I wasn’t always a team leader, I used to be a developer, I can clearly remember the day when that all changed. I’d spoken to my department head a month ago. In a recent project I’d not only been the lead developer but I’d been helping out and doing a lot of project management tasks. It had been fun and interesting but it had taken a lot of time and meant I couldn’t do as much coding as I wanted.
I’d spoken to my boss and said, for my next project I wanted to stick to the development, he said, “Sure, no problem, there’s a few new projects coming up, I’ll get back to you.” I was happy, it was time to get back to my technical skills and learn about a few new Java frameworks, after all technology moves fast, you don’t want to get left behind.
So, when my department head asked me for a meeting, I was excited, time to change projects I thought. We sat down, then came the bombshell, your team leader has resigned. My head was spinning, I thought “oh no” that means we’re all going to have put in extra overtime to make the deadlines. Then came the second bombshell, “and we’d like you to take over.” That was not what I’d expected, I was the youngest person in the team, I was working in a foreign country and didn’t even speak the language.
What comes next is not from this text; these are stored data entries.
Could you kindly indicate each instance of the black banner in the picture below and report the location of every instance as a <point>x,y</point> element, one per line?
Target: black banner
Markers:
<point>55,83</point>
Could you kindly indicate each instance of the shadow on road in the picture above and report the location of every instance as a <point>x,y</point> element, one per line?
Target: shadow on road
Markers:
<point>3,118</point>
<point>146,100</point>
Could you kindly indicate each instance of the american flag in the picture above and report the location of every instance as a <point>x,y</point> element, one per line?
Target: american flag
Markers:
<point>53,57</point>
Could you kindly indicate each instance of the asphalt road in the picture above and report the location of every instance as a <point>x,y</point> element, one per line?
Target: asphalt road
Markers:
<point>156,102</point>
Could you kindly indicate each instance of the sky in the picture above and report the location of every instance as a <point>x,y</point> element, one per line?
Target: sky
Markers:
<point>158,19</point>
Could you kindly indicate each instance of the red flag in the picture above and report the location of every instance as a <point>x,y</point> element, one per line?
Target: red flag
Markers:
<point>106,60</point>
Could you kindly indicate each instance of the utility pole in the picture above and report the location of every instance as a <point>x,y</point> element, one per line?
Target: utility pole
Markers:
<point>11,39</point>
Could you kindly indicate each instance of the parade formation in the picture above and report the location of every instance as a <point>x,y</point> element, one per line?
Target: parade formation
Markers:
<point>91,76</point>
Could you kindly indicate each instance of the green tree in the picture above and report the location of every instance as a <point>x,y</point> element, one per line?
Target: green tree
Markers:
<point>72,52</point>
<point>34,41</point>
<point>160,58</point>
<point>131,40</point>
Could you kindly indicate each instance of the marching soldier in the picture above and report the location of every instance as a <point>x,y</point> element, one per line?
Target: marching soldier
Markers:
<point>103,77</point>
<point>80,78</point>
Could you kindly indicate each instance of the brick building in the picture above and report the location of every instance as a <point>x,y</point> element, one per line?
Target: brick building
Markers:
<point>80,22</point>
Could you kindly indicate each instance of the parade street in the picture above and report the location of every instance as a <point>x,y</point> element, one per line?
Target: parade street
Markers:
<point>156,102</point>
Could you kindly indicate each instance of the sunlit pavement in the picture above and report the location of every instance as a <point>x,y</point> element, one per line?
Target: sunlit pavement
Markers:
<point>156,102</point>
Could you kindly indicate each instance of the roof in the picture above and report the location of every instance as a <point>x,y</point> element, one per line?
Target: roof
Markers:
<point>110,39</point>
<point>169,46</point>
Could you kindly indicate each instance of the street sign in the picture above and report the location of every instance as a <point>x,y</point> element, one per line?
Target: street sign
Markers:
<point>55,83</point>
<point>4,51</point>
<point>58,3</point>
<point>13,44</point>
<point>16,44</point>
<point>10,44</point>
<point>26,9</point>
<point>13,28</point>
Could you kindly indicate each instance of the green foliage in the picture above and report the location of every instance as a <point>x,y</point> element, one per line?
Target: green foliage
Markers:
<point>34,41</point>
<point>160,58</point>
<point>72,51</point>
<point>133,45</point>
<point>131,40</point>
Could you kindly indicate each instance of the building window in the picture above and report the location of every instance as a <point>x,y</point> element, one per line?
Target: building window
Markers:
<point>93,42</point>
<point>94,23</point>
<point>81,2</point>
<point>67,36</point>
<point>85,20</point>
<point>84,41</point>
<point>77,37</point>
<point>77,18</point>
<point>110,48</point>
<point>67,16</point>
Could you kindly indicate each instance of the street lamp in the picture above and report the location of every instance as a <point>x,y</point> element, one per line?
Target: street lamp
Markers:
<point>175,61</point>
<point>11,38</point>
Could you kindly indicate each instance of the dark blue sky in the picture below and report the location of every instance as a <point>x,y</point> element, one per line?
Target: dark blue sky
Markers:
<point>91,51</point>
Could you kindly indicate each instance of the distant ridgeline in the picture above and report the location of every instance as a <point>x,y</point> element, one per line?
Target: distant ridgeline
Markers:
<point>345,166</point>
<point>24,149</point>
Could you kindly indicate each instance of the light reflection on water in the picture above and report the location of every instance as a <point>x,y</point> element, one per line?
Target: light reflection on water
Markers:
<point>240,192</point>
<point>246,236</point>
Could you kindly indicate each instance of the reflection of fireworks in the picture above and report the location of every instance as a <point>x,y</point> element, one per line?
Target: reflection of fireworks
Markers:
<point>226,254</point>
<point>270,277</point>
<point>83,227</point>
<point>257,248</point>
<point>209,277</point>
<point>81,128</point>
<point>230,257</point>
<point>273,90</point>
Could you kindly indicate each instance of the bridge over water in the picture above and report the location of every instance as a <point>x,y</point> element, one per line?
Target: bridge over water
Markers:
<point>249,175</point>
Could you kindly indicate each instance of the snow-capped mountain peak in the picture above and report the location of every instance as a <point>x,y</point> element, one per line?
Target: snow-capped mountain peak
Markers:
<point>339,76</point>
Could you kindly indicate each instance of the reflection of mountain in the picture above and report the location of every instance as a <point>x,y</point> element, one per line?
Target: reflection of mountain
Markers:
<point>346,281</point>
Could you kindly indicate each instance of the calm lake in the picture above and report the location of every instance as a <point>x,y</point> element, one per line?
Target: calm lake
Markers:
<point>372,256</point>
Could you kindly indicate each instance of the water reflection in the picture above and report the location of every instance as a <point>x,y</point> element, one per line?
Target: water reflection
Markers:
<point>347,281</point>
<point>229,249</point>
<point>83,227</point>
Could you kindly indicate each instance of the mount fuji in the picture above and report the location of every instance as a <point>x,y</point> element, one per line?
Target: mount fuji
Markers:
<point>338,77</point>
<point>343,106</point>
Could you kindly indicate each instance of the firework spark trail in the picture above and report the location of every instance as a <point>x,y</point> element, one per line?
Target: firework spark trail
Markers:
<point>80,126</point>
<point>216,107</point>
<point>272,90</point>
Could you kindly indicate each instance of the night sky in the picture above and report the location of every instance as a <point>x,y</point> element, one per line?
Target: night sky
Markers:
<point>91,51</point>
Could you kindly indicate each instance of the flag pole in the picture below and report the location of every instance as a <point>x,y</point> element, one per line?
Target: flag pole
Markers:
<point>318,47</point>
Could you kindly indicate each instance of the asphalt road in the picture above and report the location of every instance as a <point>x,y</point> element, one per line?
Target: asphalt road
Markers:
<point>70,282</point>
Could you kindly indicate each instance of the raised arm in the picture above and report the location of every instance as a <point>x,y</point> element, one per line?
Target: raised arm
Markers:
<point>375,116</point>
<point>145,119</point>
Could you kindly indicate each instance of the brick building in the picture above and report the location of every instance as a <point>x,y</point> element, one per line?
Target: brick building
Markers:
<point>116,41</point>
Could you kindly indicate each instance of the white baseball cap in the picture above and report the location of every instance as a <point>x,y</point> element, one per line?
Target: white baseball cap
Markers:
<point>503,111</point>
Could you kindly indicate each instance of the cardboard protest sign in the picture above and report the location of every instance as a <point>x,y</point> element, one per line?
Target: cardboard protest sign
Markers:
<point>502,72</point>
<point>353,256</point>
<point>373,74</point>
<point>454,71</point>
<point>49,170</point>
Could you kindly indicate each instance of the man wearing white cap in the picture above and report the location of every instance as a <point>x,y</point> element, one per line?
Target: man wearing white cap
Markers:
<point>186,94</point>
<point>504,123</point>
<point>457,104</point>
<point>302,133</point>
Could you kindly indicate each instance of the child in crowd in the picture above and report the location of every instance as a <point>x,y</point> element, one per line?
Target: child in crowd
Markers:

My words failed me, I think I managed to mumble a “thank you” but what I really thought was “Do I want to be a team leader?” I thought I wanted to do some “real work”, ie get back to some coding.
I was unsure, was I up to the job? Could I lead the team? Would they think of me differently once I was their “boss”?
I took the job. At the time, it was a big step up, I needed some support, I needed some help. If you’re reading this now then perhaps you’re in a similar situation to me back then. This blog is written to help you!
As a developer here are three concrete questions:
- It’s easy for a techie/developer to underestimate his/her own skills and value to the team. If there are lots of competent project managers and consultants about it’s easy to feel like an insignificant cog in the system. But you should be prepared and answer this question right now. “Do I want to be a team leader?”
- This question may come as a surprise. Unlike a lot of professions the skills and desires of software developers vary massively with the skills needed to be a team leader or manager. By this I mean most account managers aspire to higher up management positions while most software developers aspire to be, well developers! You should ask yourself these two questions “Am I pro-active?”, “Does my team respect me and my decisions?” If the answer is yes to both of these then you’re probably on the radar of a number of managers in your company for a possible promotion in the future!
Stop, look at the questions above. Did you answer them? Really? I’d ask you to stop right now, write yourself an email (or even be old fashioned and get a pen and paper) Write the questions, write your answers. You never know what life will have to offer, but if you’re reading this article then I’m guessing you care and you probably are proactive. The first step is to decide what you want.